Doch in diesem Moment fühlt sich der grosse Bruno (1,90 m/103 kg) eher wie ein kleiner Bub, der zum ersten Mal in seinem Leben an einer lärmigen Motocross-Strecke steht. Zum Glück hat Gisler mit dem Schwyzer Andy Bürgler den aktuell erfolgreichsten Schweizer SeitenwagenPiloten an seiner Seite – der 39-Jährige hat mit seinem Passagier Martin Betschart mehrere WM-Podestplätze eingefahren.
Nun soll Bruno Gisler bei einer Testfahrt in Ederswiler JU die Rolle des «Plampi» übernehmen. «Bruno, du bist als Beifahrer in erster Linie für die Traktion auf dem Hinterrad verantwortlich. Dafür braucht es von dir die optimale Gewichtsverlagerung, in den Linkskurven musst du weit hinausliegen», erklärt Bürgler und startet den Motor seiner 75 PS starken KTM. «Gehe auf deinen Posten, Bruno. Wir probieren es am besten gleich einmal aus!»
Mit rund 80 km/h heizt das neue Gespann Bürgler/Gisler los. Der 20-fache Kranzfestsieger hält sich verkrampft an seiner Stange, vor der ersten Linkskurve nach der steilen Abfahrt fragt sich Gisler: «Wie weit darf ich mich wirklich hinauslehnen, ohne dass das Gefährt kippt?»
Die Antwort: Bruno lehnt sich bei der ersten Schikane zu wenig weit hinaus, der Hinterreifen dreht durch. Doch Gisler lernt schnell, in der zweiten Runde kommen die beiden schon viel besser um die Kurven, und ihre Sprünge gehen immer weiter. Bürgler streckt den Daumen hoch: «Bruno, du machst das richtig gut.»
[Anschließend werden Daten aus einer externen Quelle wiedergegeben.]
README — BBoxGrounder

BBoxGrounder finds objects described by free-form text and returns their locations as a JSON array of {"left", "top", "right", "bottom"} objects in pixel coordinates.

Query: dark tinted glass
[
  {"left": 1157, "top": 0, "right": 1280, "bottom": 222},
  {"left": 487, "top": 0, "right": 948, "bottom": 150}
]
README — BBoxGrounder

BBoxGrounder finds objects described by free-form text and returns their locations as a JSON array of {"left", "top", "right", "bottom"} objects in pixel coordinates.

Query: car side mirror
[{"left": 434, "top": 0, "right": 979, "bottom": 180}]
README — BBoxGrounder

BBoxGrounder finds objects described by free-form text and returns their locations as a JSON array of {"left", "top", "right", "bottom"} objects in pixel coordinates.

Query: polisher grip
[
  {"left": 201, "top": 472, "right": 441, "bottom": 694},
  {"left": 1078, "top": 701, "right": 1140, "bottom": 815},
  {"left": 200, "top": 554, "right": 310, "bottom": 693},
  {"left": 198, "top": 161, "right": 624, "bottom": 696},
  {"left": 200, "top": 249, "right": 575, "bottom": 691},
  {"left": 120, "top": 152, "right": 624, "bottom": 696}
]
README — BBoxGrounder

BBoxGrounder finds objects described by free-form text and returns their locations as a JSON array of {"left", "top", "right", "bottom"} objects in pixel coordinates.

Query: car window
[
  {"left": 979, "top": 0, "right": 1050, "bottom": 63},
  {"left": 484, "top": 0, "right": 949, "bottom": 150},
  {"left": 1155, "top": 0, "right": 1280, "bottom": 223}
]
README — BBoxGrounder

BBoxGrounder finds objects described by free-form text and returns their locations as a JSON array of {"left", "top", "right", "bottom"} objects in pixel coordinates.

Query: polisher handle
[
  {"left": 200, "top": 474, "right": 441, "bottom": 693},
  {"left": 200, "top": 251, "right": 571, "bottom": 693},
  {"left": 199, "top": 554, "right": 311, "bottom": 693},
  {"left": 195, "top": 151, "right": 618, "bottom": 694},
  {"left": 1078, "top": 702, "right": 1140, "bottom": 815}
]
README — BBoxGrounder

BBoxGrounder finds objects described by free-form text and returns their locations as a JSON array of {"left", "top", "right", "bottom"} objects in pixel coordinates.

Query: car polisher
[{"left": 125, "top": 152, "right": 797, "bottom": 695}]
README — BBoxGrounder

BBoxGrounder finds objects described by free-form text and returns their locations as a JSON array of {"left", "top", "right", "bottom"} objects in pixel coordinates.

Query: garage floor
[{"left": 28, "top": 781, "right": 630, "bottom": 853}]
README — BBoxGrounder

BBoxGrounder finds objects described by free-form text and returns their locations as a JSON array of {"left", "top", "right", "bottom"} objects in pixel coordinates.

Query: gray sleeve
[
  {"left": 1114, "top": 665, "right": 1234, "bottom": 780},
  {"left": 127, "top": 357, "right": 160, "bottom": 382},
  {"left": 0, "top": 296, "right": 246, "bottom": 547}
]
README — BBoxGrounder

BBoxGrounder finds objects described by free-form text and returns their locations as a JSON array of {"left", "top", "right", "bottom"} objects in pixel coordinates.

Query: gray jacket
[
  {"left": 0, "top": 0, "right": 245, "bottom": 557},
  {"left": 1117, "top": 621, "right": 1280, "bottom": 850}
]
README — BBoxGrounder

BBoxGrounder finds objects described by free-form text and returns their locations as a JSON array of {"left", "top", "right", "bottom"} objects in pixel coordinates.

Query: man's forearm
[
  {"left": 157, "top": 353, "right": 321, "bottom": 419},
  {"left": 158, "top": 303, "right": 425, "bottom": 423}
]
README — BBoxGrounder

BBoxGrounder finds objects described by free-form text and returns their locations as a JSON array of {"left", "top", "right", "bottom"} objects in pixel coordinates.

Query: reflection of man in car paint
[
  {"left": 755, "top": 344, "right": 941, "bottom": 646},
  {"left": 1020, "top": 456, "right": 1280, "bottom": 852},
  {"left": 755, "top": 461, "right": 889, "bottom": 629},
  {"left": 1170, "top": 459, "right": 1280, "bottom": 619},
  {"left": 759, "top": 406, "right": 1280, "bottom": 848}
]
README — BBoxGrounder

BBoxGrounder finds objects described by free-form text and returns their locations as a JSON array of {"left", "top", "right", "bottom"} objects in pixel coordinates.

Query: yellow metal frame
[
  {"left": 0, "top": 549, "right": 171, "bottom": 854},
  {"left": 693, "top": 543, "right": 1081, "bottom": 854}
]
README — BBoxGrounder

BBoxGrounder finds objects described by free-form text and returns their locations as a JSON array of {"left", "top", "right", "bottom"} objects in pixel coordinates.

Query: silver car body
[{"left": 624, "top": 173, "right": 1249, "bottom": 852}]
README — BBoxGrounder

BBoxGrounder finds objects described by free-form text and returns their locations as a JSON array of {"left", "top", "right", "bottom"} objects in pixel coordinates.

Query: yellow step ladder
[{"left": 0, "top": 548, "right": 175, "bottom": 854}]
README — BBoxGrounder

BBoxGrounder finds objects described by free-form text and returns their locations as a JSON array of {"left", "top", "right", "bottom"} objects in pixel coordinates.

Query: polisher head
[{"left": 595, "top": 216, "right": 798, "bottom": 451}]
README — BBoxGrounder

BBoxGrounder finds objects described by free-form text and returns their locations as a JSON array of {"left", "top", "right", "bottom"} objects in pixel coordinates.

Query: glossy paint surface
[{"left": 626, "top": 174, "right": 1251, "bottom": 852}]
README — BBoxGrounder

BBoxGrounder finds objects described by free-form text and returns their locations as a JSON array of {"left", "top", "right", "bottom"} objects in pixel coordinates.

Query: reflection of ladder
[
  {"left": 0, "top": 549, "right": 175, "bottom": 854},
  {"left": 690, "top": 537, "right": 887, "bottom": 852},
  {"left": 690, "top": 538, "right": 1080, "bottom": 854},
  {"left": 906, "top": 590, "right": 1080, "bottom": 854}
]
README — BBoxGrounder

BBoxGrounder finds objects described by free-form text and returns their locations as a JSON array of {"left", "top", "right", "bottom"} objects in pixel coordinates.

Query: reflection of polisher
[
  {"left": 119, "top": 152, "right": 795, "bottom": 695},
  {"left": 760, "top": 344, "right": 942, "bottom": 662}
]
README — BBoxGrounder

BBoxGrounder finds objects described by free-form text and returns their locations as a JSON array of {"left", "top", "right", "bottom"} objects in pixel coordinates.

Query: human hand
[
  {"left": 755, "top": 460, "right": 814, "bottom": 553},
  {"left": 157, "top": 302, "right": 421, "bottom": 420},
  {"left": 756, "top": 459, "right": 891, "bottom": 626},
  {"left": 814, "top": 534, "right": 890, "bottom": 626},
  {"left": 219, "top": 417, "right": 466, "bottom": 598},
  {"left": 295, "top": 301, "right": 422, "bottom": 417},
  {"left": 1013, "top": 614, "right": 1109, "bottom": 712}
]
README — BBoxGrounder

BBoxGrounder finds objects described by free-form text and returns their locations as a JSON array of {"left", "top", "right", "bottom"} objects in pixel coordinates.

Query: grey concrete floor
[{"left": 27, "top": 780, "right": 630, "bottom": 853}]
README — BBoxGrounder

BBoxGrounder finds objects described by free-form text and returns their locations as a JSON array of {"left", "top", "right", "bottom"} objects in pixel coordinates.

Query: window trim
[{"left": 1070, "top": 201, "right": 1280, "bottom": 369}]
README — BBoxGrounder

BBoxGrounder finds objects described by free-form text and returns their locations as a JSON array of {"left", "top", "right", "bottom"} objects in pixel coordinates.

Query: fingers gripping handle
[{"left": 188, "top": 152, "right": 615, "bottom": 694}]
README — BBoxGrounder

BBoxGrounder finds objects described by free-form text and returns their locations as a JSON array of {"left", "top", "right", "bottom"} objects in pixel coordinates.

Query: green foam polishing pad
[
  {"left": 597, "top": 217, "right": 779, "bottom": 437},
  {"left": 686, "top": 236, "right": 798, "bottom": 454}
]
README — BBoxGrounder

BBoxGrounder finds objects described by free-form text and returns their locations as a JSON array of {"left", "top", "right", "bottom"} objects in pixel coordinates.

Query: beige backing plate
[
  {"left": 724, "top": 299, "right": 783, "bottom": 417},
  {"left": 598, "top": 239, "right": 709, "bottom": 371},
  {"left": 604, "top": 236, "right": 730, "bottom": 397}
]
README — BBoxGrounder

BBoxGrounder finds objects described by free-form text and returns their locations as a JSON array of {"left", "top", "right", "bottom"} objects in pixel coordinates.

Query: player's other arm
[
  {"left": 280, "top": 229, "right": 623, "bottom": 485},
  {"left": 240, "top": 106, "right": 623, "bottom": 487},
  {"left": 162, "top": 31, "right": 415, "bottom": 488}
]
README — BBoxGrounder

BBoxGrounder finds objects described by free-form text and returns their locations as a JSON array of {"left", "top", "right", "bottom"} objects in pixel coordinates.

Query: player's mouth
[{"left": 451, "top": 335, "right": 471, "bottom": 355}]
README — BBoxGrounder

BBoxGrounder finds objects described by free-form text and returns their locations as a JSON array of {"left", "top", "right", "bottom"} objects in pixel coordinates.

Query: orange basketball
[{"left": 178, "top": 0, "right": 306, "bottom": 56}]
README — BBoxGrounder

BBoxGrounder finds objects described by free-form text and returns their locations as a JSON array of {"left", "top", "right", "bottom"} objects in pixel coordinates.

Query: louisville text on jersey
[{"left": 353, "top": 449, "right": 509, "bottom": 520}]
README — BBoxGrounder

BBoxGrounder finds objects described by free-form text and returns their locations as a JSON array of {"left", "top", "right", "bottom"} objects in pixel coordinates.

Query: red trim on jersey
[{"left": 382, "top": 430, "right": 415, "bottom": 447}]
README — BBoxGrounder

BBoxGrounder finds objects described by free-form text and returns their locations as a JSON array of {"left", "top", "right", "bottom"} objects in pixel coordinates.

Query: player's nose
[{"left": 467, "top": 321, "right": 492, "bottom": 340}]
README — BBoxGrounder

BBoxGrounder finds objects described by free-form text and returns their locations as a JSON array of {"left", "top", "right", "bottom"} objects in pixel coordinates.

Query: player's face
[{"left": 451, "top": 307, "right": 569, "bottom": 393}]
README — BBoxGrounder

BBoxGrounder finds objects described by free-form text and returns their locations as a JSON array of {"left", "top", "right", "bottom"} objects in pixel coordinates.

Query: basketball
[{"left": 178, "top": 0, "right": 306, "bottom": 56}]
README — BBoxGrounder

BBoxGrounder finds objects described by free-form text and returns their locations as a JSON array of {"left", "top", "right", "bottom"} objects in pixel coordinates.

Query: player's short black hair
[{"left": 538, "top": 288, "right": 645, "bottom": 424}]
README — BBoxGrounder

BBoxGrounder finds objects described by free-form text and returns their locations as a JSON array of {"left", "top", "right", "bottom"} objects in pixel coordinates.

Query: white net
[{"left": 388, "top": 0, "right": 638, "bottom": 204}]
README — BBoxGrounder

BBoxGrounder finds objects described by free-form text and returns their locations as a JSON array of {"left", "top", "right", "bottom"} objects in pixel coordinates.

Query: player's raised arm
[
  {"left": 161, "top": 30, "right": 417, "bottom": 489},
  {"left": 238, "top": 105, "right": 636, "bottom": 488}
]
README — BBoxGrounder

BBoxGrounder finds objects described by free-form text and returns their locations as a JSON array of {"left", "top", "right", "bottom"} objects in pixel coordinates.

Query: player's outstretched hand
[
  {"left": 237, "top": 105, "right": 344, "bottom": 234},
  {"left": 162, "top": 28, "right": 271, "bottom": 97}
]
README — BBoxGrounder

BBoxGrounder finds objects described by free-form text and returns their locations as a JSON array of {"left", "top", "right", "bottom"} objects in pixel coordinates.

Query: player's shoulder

Nach fünf Runden hat «Plampi» Gisler genug, Bürgler fährt zurück an die Boxen. Gisler nimmt seinen Helm ab und meint mit einem süsssauren Lächeln: «Es hat viel Spass gemacht, aber meine Arme sind jetzt genauso hart wie nach einem 12-Minuten-Schlussgang mit Chrigu Stucki. Wirklich anstrengend.»
Als Lohn für diesen extremen «Chrampf» bekommt Gisler ein Lob von Meister Bürgler: «Du bist ein echtes Talent. Du hast nicht nur enorm viel Kraft, du bist zudem sehr beweglich und schnell.»
Wie schnell und beweglich der 34-jährige Gisler noch ist, musste im Mai am Aargauer Kantonalen Armon Orlik erfahren. Gisler donnerte den erfolgreichsten Schwinger des letzten Jahres mit einem «Hüfter» so heftig auf den Rücken, dass Orlik für ein paar Sekunden wie gelähmt liegen blieb. «Nie zuvor hatte ich nach einem Sieg ein so schlechtes Gefühl wie in diesem Fall. Ich hatte Angst, dass Armon nach meinem Wurf nie mehr aufstehen kann.»
Doch jetzt geht es Orlik ja wieder so gut, dass es am Unspunnen zur Revanche gegen Gisler kommen könnte. Ein Vollgas-Spektakel wäre bei diesem Wiedersehen garantiert.